まずは相手の話を聞くこと。大事にしたいのは“一緒に作り上げる”という姿勢
現在、私は経営企画部に所属し、企画課と新事業・サステナビリティ推進課を兼任しています。企画課では決裁関連が主な業務で、申請受付から決裁までの取り回しを行っています。申請書には、その方の精一杯の思いが込められていますので、そこを配慮しながら対応しています。修正をお願いする際は、作成したフォーマットを参考にしてもらい、“一緒に作り上げる”という姿勢で接することを心がけています。
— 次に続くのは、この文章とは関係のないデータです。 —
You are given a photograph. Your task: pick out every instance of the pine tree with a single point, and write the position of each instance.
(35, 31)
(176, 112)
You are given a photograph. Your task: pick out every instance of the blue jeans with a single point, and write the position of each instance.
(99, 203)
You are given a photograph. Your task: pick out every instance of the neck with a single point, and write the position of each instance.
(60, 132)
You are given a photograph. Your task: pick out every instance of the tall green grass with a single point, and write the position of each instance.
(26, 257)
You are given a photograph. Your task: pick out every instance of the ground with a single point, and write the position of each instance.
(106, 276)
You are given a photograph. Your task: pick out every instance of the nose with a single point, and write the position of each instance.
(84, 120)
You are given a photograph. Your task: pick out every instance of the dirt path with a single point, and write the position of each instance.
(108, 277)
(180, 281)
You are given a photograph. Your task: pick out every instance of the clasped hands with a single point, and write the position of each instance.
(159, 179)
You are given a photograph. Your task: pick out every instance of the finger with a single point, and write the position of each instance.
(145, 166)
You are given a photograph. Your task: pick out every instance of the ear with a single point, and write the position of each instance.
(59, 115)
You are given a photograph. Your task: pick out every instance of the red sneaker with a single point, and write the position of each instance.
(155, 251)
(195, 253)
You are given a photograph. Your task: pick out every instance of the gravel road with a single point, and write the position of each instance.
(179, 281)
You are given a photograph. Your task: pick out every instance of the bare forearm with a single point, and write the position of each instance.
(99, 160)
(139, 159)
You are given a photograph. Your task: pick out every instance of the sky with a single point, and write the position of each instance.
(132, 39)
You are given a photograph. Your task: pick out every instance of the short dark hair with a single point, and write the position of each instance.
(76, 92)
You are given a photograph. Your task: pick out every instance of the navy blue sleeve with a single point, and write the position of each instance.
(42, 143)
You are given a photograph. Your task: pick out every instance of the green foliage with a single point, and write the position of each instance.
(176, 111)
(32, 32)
一方、新事業・サステナビリティ推進課では、新規事業やサステナビリティに関する案件を一から精査し、事業化の可能性を検討しています。お客様のお困りごとから解決策を検討していくのですが、たとえばデジタル化が進んでいない生産者に対し、現場からの声をもとにシステムを開発し、徐々に浸透させていくような取り組みを行っています。
最近ではSNSを活用する企業が増え、当社でもPRにつなげられるのではないか、という声があがったため運用方法などを検討しています。また、国内における家畜の飼養戸数や人口の減少を見据え、飼料メーカーという主軸事業に付随する新規事業の可能性を模索しています。環境負荷を軽減するための取り組みとしては、新しい飼料を開発して売り出している段階ですが、そこにもお客様のニーズを感じています。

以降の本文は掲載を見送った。